DAS can work to distances of up to ~100 km, has a spatial resolution of a few meters and a broad frequency sensitivity. There is still a lot to be learned about how the DAS signal responds to strain. On land, DAS has been demonstrated for a wide variety of applications including earthquake monitoring and rapid response aftershock studies etc.
DAS experiments in the ocean are more challenging. It wasn’t until 2019 that the potential of seafloor DAS for academic research was demonstrated. The Oregon margin is one of the most energetic coastlines in the world and an excellent location to test the DAS capabilities and is thus, an ideal site to study the role of storms in generating seismic noise near coastlines and potentially understanding if and how DAS could be used for measuring sediment exchange.
DAS has also been identified as a new technology that might form an important component of future offshore earthquake and tsunami early warning systems in Cascadia and elsewhere. The scheduled shutdown provides a great opportunity to test DAS in this region. A Caltech graduate student will get experience leading data acquisition and two UW graduate students will gain experience in DAS/DTS data acquisition.

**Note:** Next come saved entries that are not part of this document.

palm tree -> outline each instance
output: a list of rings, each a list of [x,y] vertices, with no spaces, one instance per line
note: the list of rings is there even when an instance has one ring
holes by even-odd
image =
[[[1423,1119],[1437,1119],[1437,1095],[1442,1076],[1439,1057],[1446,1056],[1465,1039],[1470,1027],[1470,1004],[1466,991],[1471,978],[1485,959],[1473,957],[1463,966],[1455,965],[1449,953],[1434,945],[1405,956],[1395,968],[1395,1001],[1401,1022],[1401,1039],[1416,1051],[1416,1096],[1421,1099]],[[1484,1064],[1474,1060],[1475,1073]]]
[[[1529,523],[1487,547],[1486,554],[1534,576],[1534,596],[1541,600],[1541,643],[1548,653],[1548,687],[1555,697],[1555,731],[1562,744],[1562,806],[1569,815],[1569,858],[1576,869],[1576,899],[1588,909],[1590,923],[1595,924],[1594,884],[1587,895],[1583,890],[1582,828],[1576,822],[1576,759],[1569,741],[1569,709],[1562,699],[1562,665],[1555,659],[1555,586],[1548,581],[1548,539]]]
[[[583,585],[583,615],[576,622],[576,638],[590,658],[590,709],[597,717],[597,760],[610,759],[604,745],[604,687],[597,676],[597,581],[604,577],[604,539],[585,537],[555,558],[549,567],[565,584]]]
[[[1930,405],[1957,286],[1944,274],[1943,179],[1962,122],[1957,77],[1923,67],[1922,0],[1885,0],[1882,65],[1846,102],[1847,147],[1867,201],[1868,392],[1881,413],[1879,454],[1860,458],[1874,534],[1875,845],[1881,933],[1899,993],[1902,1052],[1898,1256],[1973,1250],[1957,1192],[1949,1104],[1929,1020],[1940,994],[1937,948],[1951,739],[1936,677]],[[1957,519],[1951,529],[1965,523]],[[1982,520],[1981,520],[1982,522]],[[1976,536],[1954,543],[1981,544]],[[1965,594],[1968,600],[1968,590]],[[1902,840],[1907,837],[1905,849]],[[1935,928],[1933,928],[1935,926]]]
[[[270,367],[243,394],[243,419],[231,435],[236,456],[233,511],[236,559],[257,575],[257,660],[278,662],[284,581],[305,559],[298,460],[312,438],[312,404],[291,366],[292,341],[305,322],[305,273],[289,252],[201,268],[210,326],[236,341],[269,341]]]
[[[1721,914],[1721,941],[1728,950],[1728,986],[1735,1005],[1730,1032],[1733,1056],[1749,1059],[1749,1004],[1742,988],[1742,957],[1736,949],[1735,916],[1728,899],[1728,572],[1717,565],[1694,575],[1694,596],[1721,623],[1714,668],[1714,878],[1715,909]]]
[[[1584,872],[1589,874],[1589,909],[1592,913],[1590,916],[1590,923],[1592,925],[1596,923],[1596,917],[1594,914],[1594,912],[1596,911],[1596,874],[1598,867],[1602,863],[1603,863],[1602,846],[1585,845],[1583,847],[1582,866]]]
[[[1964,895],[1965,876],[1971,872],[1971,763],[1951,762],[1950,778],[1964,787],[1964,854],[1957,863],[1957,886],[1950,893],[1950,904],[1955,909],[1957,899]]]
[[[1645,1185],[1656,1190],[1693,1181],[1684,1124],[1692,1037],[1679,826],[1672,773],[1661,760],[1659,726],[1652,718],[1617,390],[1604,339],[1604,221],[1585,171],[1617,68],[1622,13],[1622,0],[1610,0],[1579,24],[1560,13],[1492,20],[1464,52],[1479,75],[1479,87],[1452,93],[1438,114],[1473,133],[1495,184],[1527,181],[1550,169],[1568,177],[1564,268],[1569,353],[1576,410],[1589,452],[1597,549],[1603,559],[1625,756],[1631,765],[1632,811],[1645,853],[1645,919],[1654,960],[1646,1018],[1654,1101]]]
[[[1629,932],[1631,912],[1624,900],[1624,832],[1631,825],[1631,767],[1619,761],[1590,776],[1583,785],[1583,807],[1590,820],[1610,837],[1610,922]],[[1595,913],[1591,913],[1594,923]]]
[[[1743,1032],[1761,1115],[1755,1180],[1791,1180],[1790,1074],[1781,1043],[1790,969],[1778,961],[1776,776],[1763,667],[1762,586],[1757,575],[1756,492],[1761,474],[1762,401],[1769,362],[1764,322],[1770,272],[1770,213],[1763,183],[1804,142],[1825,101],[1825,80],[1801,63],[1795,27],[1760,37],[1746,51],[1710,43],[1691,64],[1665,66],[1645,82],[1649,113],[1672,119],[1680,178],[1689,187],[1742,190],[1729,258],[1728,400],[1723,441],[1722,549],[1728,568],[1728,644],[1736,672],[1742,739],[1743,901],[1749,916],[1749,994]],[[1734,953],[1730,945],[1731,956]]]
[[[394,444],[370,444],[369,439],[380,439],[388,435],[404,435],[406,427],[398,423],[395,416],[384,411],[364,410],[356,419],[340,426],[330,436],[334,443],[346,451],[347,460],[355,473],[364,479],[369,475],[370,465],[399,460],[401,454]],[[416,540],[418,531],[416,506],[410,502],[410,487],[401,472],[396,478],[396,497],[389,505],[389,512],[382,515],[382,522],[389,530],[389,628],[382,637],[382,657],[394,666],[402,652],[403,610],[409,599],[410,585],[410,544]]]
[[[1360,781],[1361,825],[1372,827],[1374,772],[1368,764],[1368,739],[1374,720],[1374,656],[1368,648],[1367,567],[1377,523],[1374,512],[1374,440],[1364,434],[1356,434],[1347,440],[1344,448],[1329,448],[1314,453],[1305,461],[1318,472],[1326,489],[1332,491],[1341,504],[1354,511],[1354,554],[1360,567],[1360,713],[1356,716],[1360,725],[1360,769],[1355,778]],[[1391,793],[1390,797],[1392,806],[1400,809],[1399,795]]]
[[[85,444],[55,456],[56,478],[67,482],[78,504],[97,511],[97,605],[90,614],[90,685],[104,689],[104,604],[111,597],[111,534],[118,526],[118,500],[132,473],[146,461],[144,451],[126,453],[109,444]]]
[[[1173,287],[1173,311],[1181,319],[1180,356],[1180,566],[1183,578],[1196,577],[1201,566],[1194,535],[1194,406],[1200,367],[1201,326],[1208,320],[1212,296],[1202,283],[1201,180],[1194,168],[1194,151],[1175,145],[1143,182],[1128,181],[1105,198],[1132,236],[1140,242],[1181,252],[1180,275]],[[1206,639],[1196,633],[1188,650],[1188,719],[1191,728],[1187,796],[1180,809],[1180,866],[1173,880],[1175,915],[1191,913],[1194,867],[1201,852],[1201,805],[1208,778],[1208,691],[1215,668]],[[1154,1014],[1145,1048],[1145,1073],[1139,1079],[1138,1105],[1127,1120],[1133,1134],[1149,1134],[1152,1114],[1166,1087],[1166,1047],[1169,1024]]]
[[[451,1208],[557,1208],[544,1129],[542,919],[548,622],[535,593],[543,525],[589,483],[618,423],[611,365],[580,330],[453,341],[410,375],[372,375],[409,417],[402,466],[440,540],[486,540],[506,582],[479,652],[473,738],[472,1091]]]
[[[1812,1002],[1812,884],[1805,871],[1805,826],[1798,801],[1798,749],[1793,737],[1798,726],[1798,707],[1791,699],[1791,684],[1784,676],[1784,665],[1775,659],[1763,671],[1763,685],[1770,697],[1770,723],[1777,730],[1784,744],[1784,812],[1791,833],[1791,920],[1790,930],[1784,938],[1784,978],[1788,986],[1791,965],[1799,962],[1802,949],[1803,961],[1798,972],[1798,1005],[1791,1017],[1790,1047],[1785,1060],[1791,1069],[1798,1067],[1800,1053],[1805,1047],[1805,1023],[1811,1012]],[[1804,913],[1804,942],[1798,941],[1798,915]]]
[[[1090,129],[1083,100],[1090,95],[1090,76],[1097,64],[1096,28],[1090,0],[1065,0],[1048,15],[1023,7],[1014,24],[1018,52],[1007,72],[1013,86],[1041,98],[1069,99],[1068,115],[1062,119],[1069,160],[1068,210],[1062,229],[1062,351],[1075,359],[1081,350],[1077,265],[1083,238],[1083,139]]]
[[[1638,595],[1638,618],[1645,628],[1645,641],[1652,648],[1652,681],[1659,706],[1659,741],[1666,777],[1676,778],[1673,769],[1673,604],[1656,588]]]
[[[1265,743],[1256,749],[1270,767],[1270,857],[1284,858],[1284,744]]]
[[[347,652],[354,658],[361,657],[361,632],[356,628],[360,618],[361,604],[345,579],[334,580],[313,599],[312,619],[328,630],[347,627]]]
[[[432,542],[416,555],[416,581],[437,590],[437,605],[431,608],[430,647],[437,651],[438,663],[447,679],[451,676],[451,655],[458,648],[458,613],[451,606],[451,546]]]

The PIs are taking advantage of a rare scheduled shutdown in early November 2021 of the Ocean Observatories Initiative (OOI) Regional Cabled Array (RCA). With the RCA cables disconnected from all RCA shoreside equipment, the distributed acoustic sensing (DAS) and distributed temperature sensing (DTS) systems will be connected to the OOI fibers and will undergo testing to determine the potential of submarine DAS to observe seismic, oceanographic, acoustic and geodetic processes.
DAS is potentially of great importance for efforts to develop offshore earthquake and tsunami warning systems in Cascadia and this experiment represents an important step in developing protocols that can support the use of DAS for science and hazards mitigation in the Northeast Pacific while meeting national security requirements.
This award reflects NSF's statutory mission and has been deemed worthy of support through evaluation using the Foundation's intellectual merit and broader impacts review criteria.